VI
It really mattered. To have a belt that fastened trimly on to one's new serge skirt, a safety-pin that under no circumstances would expose itself to public view, a straw hat that sat jauntily (so long as it was not too jaunty) upon one's piled up hair, all these things meant more than just "being tidy."
Being grown up was puzzling. It seemed to make no difference at all in most things, and then to matter frightfully in quite unexpected ways. It meant, for instance, not so much the assumption of new duties as the acceptance of new values.
Was she more stupid than other people, or did every one feel like this at first? She was travelling in a land of which she only imperfectly understood the language. Would she learn gradually, as one learnt French at Heathcroft, or would the new significance of things suddenly flash out at her, like the meaning of a cipher when one has found the key?
"My dear child, you were never thinking of going to the Club with that terrible handkerchief? You must have a linen one. Scent? No, I think not for a young girl. It seems a little fast, I think, Beatrice, don't you? And whatever happens, a girl in her first season must not give people the impression that she is fast."
People. People. Until she had grown up, Muriel had been woefully ignorant of how important People were. At Heathcroft, if you were naughty, you offended God. At Marshington, if you were "queer" you offended People. Perhaps the lesser offence was noticed by the lesser deity, and yet the eye of the All-Seeing could hardly have been more observant than the eye of People, who measured worth by the difference between a cotton and a linen handkerchief.

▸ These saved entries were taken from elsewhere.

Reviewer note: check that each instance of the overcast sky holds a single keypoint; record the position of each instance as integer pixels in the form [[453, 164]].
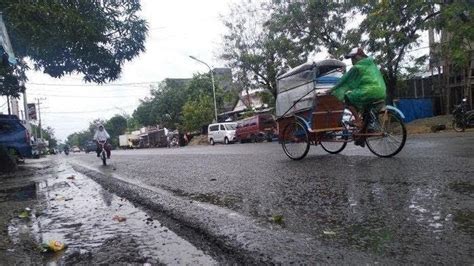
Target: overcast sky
[[178, 28]]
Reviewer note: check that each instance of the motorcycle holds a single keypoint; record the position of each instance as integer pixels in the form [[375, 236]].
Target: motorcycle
[[462, 118]]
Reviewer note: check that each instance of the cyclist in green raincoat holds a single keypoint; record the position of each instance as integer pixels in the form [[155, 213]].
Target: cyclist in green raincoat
[[362, 85]]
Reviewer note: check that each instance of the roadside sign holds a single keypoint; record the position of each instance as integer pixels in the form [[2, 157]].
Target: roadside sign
[[32, 111]]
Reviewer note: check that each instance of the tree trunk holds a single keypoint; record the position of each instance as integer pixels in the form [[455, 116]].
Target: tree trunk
[[8, 105], [391, 89]]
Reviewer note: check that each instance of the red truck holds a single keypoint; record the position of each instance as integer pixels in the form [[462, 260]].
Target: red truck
[[256, 128]]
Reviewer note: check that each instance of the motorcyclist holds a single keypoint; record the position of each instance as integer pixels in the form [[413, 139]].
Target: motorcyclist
[[66, 149], [101, 135], [361, 86]]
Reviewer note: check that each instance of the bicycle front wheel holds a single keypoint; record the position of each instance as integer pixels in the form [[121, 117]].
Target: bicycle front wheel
[[295, 141], [392, 136]]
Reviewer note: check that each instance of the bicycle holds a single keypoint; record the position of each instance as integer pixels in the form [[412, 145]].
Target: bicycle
[[103, 152]]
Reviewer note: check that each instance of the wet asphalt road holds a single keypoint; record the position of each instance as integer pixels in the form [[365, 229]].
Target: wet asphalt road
[[414, 208], [97, 226]]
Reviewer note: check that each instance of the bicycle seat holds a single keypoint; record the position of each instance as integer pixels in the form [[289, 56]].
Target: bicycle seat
[[377, 104]]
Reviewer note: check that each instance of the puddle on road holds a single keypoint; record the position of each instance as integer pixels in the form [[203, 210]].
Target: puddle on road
[[80, 213]]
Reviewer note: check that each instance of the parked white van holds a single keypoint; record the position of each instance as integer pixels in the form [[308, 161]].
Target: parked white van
[[221, 132]]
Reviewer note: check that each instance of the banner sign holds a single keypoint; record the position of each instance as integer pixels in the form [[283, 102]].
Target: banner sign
[[32, 111]]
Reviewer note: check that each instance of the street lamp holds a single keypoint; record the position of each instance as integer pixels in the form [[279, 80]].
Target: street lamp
[[213, 86]]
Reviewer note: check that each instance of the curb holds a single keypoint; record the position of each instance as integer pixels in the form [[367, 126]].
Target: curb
[[229, 229]]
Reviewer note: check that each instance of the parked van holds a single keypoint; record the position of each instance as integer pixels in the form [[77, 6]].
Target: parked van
[[256, 128], [221, 132]]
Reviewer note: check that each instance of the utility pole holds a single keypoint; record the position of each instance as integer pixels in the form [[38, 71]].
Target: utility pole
[[39, 115], [213, 86]]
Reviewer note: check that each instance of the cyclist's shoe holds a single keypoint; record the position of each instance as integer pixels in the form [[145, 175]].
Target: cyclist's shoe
[[360, 142]]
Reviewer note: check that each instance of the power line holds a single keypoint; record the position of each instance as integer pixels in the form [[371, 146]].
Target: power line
[[89, 97], [91, 111], [94, 85]]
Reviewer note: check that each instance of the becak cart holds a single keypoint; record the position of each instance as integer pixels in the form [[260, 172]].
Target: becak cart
[[307, 114]]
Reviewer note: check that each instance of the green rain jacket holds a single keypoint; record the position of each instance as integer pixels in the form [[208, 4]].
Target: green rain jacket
[[365, 83]]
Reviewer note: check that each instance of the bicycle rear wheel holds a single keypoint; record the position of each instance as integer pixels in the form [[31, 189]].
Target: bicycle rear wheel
[[393, 134], [458, 124], [104, 158], [295, 141]]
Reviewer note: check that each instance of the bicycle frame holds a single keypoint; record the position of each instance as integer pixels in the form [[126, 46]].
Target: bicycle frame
[[348, 133]]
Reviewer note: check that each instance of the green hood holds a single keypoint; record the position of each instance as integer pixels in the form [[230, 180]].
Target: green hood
[[363, 84]]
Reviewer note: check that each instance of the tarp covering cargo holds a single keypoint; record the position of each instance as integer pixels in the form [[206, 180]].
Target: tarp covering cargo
[[307, 79]]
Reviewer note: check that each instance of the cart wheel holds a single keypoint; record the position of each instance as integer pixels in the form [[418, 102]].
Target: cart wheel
[[295, 141], [334, 141], [394, 134]]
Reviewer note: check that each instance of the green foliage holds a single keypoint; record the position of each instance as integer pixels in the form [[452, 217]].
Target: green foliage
[[48, 134], [458, 19], [197, 113], [166, 105], [92, 38], [294, 30], [116, 126], [257, 51], [267, 98]]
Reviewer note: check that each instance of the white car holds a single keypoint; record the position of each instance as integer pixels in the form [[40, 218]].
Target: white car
[[221, 132]]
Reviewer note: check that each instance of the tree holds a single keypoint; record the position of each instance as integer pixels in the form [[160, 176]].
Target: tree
[[388, 30], [165, 106], [197, 113], [254, 49], [457, 20], [116, 126], [48, 135], [91, 38]]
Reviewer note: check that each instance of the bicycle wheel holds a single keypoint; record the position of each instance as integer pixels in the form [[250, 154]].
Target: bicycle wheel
[[334, 142], [393, 136], [295, 141], [104, 158], [458, 125]]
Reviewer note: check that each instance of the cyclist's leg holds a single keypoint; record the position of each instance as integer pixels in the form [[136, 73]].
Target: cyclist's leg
[[98, 150], [107, 149]]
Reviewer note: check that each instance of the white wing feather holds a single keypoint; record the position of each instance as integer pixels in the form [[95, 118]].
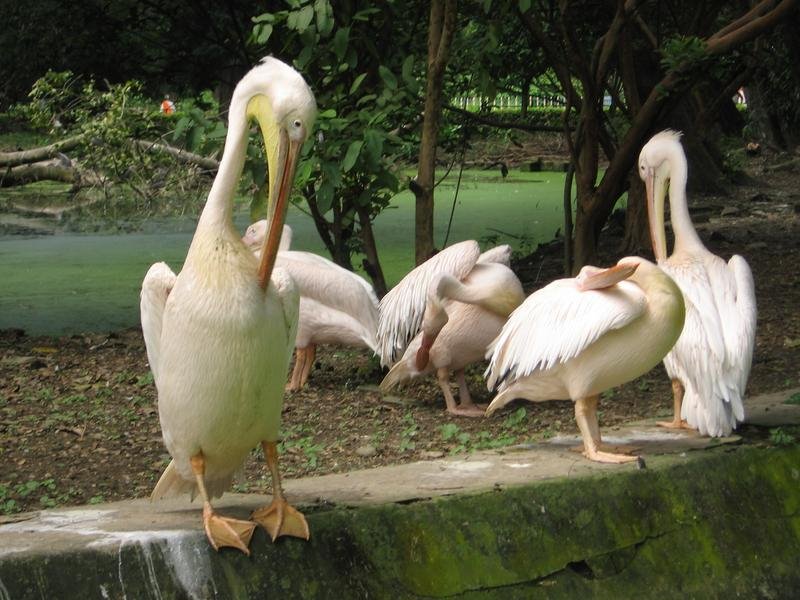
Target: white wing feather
[[402, 309], [156, 286], [713, 355], [325, 282], [557, 323]]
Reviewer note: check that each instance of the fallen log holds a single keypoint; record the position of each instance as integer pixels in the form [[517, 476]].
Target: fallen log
[[53, 170], [183, 156], [35, 155]]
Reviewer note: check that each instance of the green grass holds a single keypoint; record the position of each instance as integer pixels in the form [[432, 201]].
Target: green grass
[[66, 283]]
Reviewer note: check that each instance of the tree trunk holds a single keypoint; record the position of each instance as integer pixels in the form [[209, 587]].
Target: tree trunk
[[440, 34], [12, 159], [637, 233], [372, 264]]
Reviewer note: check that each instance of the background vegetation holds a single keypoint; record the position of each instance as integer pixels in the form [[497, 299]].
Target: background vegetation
[[617, 70]]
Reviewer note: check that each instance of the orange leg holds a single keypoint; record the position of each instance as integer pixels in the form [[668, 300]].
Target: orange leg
[[220, 531], [311, 354], [586, 416], [297, 372], [279, 518], [677, 399], [468, 409]]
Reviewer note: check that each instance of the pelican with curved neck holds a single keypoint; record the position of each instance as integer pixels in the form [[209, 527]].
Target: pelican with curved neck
[[710, 362], [220, 334]]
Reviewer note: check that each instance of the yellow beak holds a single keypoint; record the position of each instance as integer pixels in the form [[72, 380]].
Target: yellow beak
[[656, 189], [282, 156]]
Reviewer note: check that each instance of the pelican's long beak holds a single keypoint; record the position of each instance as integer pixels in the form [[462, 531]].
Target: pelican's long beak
[[656, 190], [279, 203], [282, 155]]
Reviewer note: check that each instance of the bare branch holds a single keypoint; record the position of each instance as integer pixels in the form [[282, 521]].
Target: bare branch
[[12, 159]]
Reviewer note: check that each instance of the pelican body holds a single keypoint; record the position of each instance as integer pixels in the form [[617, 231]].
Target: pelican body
[[459, 301], [336, 305], [710, 362], [578, 337], [219, 335]]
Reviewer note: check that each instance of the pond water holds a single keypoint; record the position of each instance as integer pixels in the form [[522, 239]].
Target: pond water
[[64, 283]]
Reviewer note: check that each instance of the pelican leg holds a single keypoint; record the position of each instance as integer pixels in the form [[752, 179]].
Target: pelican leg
[[465, 398], [220, 531], [677, 399], [279, 518], [586, 417], [471, 410], [297, 372], [311, 354]]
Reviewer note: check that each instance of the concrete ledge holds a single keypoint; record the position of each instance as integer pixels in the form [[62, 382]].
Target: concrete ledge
[[537, 522]]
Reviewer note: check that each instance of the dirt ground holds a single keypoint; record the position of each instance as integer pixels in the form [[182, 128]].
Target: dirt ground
[[79, 420]]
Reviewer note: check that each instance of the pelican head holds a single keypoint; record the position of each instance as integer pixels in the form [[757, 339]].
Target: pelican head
[[656, 168], [279, 99]]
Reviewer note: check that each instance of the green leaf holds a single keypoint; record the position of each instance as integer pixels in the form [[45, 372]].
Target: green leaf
[[324, 15], [262, 33], [352, 155], [194, 138], [388, 77], [324, 197], [373, 147], [357, 82], [340, 41], [304, 18]]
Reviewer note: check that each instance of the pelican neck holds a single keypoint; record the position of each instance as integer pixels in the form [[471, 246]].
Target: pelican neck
[[686, 237]]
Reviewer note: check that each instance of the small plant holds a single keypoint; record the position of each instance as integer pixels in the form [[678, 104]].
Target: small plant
[[408, 433], [145, 380], [780, 437], [516, 420], [793, 399]]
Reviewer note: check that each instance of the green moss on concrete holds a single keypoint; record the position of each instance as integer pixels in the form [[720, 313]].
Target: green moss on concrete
[[718, 523]]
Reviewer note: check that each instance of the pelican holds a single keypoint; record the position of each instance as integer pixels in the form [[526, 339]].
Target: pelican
[[336, 305], [710, 363], [453, 305], [219, 335], [578, 337]]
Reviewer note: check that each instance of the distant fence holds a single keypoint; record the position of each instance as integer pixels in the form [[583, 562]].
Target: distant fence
[[510, 101]]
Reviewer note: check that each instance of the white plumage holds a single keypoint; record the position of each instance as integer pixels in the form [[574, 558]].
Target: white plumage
[[460, 302], [576, 338], [710, 362], [336, 305], [219, 335]]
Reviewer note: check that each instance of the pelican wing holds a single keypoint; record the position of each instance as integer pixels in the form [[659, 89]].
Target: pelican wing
[[499, 254], [325, 282], [741, 337], [156, 286], [402, 309], [557, 323]]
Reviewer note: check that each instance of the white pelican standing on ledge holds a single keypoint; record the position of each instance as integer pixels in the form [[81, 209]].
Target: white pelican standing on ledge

Muriel was going for the first time to the Recreation Club since she had left school. Connie, who, being still a schoolgirl, cared for none of these things, walked beside her in sulky silence. She disliked the Club, because, as a junior member, she could only sit on the Pavilion steps to watch the sedate activities of her elders.
The Club being on the north-west side of Marshington, the Hammonds had about half a mile to walk from Miller's Rise, a half-mile which Mrs. Hammond improved by final injunctions to her daughter.

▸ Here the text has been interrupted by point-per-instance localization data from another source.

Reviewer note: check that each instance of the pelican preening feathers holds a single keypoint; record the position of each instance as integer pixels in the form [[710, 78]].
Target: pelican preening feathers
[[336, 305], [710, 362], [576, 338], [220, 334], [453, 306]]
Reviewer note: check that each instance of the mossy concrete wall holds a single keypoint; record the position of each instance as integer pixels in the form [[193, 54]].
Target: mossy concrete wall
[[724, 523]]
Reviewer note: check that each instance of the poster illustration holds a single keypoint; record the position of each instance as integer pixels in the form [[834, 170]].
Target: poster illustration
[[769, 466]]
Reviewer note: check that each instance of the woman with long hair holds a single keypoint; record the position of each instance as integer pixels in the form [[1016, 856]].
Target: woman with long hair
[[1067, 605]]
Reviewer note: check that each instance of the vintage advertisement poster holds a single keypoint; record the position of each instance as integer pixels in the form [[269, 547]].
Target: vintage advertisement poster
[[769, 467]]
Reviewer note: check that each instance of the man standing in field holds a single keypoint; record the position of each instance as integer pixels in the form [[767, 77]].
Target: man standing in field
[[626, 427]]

"The first time is so important, dear," she said.
By the time that they had reached the wire-topped gate, Muriel was in a state of frigid and self-conscious terror. In a dream she followed her mother's lilac-coloured linen across the wide grass path to the Pavilion, wondering whether she ought to smile at Mrs. Lane, and whether her hat was straight, and whether that terrible pin was showing yet above her skirt. But at last she was seated safely on the steps with Connie, while Mrs. Hammond was swept away by Mrs. Cartwright for a game of croquet. She sat quite still, waiting for the familiarity of the things she saw to remove the strangeness of her new attitude towards them. At least she could play her old game of Watching People, a game made doubly thrilling by the realization that now she, too, was one of the grown-ups. That thought amused her a little as she listened to Mrs. Marshall Gurney's rich, authoritative voice in conversation with Colonel Cartwright. Absurd that Muriel should now be grown up-like Colonel Cartwright! He was not a real colonel, Mrs. Hammond had once said. He had made lots of money by manufacturing soap. (Was soap more vulgar than sacks? Father made sacks.) But he had taken advantage of the Volunteer Movement to win a bloodless victory over the more exclusive circles of Marshington. Even Mrs. Marshall Gurney, who would hardly otherwise have known the creator of the Cartwright Complexion, loved to punctuate her comments upon life by "Ah, Colonel," and "Oh, Colonel."